Bennett Davison

Personal information
- Born: November 21, 1975 (age 50) San Francisco, California, U.S.
- Listed height: 6 ft 8 in (2.03 m)
- Listed weight: 235 lb (107 kg)

Career information
- High school: Analy (Sebastopol, California)
- College: West Valley (1994–1996); Arizona (1996–1998);
- NBA draft: 1998: undrafted
- Playing career: 1998–2010
- Position: Power forward / center
- Number: 21, 14, 8

Career history
- 1998–1999: Galatasaray
- 1999–2000: Melbourne Tigers
- 2000–2002: Krka
- 2002–2004: Basket Napoli
- 2004–2005: Virtus Bologna
- 2005–2006: Cibona
- 2006–2007: Virtus Bologna
- 2007: Olimpia Milano
- 2007–2008: Rethymno Aegean
- 2008–2009: Scafati
- 2009–2010: Huracanes de Tampico
- 2010: Toros de Aragua
- 2010: Gold Coast Blaze
- 2010: Huellos del Siglo

Career highlights
- All-NBL Third Team (2000); NCAA champion (1997);

= Bennett Davison =

American basketball player (born 1975)

Bennett Davison (born November 21, 1975) is an American former basketball player who played professionally for over ten years, including several seasons in Italy's Lega Basket Serie A. Davison is also known for his success as a college player, where he was a starter on the University of Arizona's 1997 NCAA championship team.
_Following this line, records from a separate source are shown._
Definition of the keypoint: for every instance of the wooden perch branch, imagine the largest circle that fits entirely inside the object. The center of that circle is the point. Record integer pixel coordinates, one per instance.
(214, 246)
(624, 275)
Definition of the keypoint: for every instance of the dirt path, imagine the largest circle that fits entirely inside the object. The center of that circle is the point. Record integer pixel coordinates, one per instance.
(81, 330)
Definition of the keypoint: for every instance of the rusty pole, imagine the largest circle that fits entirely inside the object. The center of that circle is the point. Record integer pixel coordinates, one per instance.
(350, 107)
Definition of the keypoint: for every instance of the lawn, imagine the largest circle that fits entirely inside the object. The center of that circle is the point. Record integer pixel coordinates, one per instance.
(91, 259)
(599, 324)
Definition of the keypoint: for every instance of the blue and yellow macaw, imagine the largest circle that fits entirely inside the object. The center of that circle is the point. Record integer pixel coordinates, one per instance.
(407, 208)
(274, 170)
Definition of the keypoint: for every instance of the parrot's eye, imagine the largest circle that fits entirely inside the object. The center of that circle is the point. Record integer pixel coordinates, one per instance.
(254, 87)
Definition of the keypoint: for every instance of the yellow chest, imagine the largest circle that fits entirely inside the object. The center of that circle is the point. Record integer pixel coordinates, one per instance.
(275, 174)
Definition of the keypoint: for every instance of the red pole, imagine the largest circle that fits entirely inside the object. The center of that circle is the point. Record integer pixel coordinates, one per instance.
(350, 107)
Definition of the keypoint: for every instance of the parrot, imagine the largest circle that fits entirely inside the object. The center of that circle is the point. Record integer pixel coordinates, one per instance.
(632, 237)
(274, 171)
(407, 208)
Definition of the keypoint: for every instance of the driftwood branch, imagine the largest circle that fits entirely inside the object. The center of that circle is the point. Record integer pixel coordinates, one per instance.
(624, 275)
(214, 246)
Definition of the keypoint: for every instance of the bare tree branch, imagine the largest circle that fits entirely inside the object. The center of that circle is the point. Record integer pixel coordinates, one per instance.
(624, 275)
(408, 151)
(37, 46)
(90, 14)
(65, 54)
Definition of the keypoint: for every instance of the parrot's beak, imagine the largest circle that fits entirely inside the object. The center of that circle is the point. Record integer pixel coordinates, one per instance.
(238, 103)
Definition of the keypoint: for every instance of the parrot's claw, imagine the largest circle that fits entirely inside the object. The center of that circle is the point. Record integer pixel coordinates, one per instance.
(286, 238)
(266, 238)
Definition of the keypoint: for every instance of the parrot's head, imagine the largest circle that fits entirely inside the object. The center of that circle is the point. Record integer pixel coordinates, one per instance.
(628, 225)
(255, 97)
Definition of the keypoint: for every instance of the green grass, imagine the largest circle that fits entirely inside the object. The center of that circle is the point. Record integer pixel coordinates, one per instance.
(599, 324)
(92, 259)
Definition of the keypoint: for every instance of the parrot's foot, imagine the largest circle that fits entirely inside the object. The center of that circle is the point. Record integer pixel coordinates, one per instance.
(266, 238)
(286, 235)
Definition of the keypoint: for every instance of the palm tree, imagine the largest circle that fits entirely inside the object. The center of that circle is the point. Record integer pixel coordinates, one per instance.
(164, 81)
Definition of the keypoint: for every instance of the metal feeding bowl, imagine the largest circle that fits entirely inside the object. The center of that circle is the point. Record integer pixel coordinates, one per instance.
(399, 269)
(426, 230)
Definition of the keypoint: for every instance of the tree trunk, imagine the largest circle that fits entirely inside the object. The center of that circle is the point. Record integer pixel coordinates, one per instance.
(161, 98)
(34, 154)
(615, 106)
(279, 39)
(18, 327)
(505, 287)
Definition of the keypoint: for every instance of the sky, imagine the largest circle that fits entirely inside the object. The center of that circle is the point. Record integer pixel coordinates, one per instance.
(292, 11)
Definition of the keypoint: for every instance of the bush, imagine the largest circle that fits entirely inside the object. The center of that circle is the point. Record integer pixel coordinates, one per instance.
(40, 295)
==Early life and college career==

Davison was born in San Francisco and raised in Sebastopol, California. He was lightly recruited after his high school career at Analy High School and landed at West Valley College, a community college. After two strong seasons, Davison attracted the attention of coach Lute Olson at Arizona, and was offered a scholarship with the Wildcats.

In his first season at Arizona, Davison started at power forward as the young Wildcats entered the 1997 NCAA Tournament as a #4 seed with a 19–9 record. They swept through the field to win the national championship, becoming the first team to beat three top seeds (Kansas, North Carolina and Kentucky) in the process. In Davison's senior season, the team returned all five starters and was ranked #1 in the preseason, but was upset in the regional final by Utah. For his Arizona career, Davison averaged 8.6 points and 6.5 rebounds per game and started 61 of 69 contests in his two seasons.

==Professional career==

Following the close of his college career, Davison was not selected in the 1998 NBA draft. He instead began an overseas career, taking him to Turkey, Australia, Slovenia, Italy, Greece, Mexico, Venezuela and the Dominican Republic. He played in Lega Basket Serie A, Italy's top league, averaging 9.5 points and 5.8 rebounds in his three-year career there.

Davison tried to make it to the NBA during his professional career. In 1999, he played for the Vancouver Grizzlies in the NBA Summer League. He was featured in the Denver Nuggets' roster at the 2002 Rocky Mountain Revue in Salt Lake City. On October 12, 2002, he signed as free agent with the Los Angeles Clippers and was given a minimum contract. On October 24, 2002, he was waived.